# hymer side window moved



## dragabed (May 24, 2008)

the fixed glass in the side metal framed window on the drivers side r/h drive of my 93 hymer 546 seems to have moved 6mm and come out of the rebate allowing in air and making an anoying whistleing noise as i drive. Does anybody have a solution to this, the glass seems to be bedded in mastic or some type of putty which i am thinking of raking out and cleanig off but don,t know what to rebed with can any one help thanks in advance


----------



## citroennut (May 16, 2005)

hi dragabed,

what stops it from moving, i would have thought that the frame would have been 3 or 4 sided to stop it from moving. i would ask autowindscreen supplier if there is one close by. 

btw if you put wheels on it you're not dragging it :lol: 

simon


----------



## hymerowner (Sep 10, 2006)

We've had the same problem on a '93 644 - we took the window and its never been quite the same since. Think we may have overdone the mastic. 

Gaffer taping the leading edge solved our problems - it's been fine since. Often think of taking the window out again, but are reluctant to have another go. Let me know if you get it sorted properly.


----------



## Hovis (Mar 28, 2007)

*Window refits*

I have removed a window on my C640 and resealed it with Mastic Sealant tape - available from W4 Limited. This stick like whasists to a blanket!! and gives less slip. It is available in 19 & 32 mm widths. I use 19mm.
www.w4limited.com

I had a mysterious leak in my C640 -end Kitchen. A puddle of water appeared from ?? and sat beneath the window. Obvious solution, window leak. I removed the window, cleaned of all the old sealant, and repaced it with Mastic Tape (less slip than tube sealandt) and re-fitted window. After some rain the puddle appeared again - O'h Poo!! This time I removed the sealant strip on the outside between roof and wall, raked out the old sealant ( type Sikaflex) resealed with Sikaflex, and replaced. After rain the puddle appeared - O'h Dam- this time a decided to remove and reseal the sealant strip on the roof between the roof panel and the curved fibre glass panel which abuts to the rear wall. As I was finishing this arduous task I happened to look at the high level stop light, and noticed that the upper part seemed rather gungy so I thoughth I would remove this and reseal. Hey presto!- when the light was removed it was absolutely filled with water, this in turn had been overflowing onto the cable and in turn dripping, albeit slowly, down onto the inner wall and thus onto the draining board and resulting in the mysterious puddle. Had I thought to check this first I would have saved myself a lot of work.
Therefore all C640 owners, check your high level stop light, it might need resealing!!!
I am sorry to have rambled on, but thought it might help
Hovis :wink:


----------



## dragabed (May 24, 2008)

*hymer window moved*

thanks everybody for your replies but when you have removed allthe mastic how o you get the glass out f the frame ?


----------



## Barts (Apr 16, 2007)

*Hymer side window*

Hi Dragabed
I have a problem with my Hymer Starline S550 sliding window. When I contact the very helpful service division at Brownhills, it turned out that they would be very concerned about taking the window apart because it is bonded in and could be big problem when trying to reassemble. The conclusion was that the whole window would need to be replaced at a cost of about £300 plus fitting plus VAT.
Needless to say, the window remains closed at this moment in time!!!
Perhaps someone might be able to help both of us.
Barts


----------



## redjumpa (Sep 5, 2008)

We have the same issue with our 544, the whistle we get get from the offside fixed window comes in at around 30mph. Having read the responses I think it's good old gaffer tape for me.
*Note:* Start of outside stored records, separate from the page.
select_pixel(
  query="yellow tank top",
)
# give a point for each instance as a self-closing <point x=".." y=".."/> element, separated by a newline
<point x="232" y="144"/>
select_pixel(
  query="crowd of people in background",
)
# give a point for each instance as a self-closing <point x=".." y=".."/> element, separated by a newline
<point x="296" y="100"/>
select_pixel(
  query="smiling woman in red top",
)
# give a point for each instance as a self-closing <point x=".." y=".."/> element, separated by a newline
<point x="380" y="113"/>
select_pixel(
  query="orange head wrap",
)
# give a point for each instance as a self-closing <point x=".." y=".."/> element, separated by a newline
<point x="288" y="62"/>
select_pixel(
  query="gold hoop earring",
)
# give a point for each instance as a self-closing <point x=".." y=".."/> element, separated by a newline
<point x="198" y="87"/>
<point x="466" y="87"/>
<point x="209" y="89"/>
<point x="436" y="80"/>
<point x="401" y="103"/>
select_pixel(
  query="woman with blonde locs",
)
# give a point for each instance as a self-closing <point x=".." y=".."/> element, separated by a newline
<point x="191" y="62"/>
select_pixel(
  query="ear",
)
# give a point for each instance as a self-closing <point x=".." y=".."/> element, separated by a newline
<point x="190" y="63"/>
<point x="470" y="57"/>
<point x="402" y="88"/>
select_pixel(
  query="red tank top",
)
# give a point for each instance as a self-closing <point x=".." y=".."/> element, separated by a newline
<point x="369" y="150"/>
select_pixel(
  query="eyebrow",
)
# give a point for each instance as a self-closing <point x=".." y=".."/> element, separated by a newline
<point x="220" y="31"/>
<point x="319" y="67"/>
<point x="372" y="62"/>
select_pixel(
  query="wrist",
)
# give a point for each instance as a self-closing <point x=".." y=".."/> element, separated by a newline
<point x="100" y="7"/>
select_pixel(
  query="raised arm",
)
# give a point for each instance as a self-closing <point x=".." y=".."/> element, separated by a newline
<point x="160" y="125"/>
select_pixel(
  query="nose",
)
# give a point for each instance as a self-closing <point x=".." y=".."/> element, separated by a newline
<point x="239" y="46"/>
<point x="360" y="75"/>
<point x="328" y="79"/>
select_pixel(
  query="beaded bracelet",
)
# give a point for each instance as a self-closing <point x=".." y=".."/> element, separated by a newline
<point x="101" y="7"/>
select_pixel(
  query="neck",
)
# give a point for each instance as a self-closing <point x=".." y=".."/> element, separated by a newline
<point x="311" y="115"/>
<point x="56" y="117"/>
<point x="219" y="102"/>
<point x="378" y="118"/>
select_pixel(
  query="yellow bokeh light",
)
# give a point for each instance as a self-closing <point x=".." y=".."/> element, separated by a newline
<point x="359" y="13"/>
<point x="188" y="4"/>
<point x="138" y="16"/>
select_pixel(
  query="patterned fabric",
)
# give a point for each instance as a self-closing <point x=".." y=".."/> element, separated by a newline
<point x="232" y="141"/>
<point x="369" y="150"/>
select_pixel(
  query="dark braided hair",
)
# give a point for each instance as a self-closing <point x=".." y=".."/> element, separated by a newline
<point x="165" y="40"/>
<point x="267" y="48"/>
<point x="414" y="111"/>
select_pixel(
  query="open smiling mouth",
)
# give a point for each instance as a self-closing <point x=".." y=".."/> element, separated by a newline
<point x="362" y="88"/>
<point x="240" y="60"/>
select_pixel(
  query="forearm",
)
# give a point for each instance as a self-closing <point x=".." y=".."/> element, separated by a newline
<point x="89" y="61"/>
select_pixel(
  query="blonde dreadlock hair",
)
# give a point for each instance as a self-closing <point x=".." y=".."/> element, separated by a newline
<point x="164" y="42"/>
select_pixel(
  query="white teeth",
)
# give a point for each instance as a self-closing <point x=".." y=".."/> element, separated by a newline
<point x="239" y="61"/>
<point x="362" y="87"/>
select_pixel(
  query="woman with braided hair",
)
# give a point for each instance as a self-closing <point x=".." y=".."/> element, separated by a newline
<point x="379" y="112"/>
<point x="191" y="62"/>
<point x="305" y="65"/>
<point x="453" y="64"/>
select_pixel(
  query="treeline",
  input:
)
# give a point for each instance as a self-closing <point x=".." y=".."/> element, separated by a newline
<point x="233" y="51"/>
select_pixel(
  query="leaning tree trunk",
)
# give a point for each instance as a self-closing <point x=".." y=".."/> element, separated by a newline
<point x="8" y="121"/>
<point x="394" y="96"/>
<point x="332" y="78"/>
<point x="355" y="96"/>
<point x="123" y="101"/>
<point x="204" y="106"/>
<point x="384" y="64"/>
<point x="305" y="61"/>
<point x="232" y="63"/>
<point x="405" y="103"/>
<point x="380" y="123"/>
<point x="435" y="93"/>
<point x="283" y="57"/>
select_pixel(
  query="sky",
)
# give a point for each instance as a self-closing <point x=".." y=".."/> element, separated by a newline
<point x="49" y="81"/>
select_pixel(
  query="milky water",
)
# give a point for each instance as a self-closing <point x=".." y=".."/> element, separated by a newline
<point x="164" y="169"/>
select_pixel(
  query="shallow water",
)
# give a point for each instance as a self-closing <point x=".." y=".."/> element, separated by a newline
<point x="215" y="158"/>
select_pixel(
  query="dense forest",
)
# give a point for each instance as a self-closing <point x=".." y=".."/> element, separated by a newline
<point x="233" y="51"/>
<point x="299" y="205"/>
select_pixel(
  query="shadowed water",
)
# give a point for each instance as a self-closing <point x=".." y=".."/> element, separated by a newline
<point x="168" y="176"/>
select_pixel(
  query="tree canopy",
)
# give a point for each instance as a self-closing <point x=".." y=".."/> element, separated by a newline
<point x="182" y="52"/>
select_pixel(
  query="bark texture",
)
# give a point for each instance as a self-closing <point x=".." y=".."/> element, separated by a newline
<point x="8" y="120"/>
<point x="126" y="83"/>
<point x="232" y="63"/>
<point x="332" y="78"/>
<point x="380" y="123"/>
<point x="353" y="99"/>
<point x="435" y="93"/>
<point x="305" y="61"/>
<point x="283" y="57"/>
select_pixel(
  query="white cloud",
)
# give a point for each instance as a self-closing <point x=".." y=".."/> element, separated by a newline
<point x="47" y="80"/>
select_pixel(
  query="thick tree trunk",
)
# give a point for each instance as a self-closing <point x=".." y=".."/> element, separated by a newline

There seems to be a few of us with the same problem................. when does a coincidence become a design fault?


----------



## THEPOET (May 1, 2007)

*Re: Window refits*



Hovis said:


> I have removed a window on my C640 and resealed it with Mastic Sealant tape - available from W4 Limited. This stick like whasists to a blanket!! and gives less slip. It is available in 19 & 32 mm widths. I use 19mm.
> www.w4limited.com
> 
> I had a mysterious leak in my C640 -end Kitchen. A puddle of water appeared from ?? and sat beneath the window. Obvious solution, window leak. I removed the window, cleaned of all the old sealant, and repaced it with Mastic Tape (less slip than tube sealandt) and re-fitted window. After some rain the puddle appeared again - O'h Poo!! This time I removed the sealant strip on the outside between roof and wall, raked out the old sealant ( type Sikaflex) resealed with Sikaflex, and replaced. After rain the puddle appeared - O'h Dam- this time a decided to remove and reseal the sealant strip on the roof between the roof panel and the curved fibre glass panel which abuts to the rear wall. As I was finishing this arduous task I happened to look at the high level stop light, and noticed that the upper part seemed rather gungy so I thoughth I would remove this and reseal. Hey presto!- when the light was removed it was absolutely filled with water, this in turn had been overflowing onto the cable and in turn dripping, albeit slowly, down onto the inner wall and thus onto the draining board and resulting in the mysterious puddle. Had I thought to check this first I would have saved myself a lot of work.
> ...


Hi Hovis, Had a similar problem in an 02 Bc 584. When driving in a very heavy rainstorm found that water leaked in through the high level rear brake light. Asked B'hills to check. said they had sprayed water over the area for a while but no leak. Yeah, you guessed it.... next heavy rain storm, leak re-appeared. :evil:


----------



## hymerowner (Sep 10, 2006)

We took whole window out not just the glass. Woud strongly recommend the gaffer tape approach!


----------



## dragabed (May 24, 2008)

hi to all who replied and thanks[align=center]
today i visited two so called experts who said that they wouldn,t touch it the first one eas a national windscreen replacement centre who said they weren,t geared up to do that type of repair and gave me the name and address of the second who said he didn,t want to do it and said he would just fill it with black mastic which he addmitted was only cocking it up and to do it properly would take the whole window out fromthe side of the van and reseal it in the frame 300 pound if the glass didn,t break so he sold me a tub e of black mastic.but the more i thought about the mastic the more i thought that was wrong so this morning i took a putty knife and scraped allthe dirt and old mastic out marked where the glass ended got a block of wood and a mallet tapped the leading edge of the glass and noticed it had moved slightly hitting it a bit harder moved it back 8mm to where it should be bought brown metal putty and forced it down with the putty knife and smoothed it off WHOLLA! no whistle peace at last.


----------



## citroennut (May 16, 2005)

congratulations, there is nothing like a large bill and something which annoys you to make you look more closely at a problem and then to try to fix it :lol: 
simon


----------



## hymerowner (Sep 10, 2006)

Hay, is that your Citroen! it is beautiful!


----------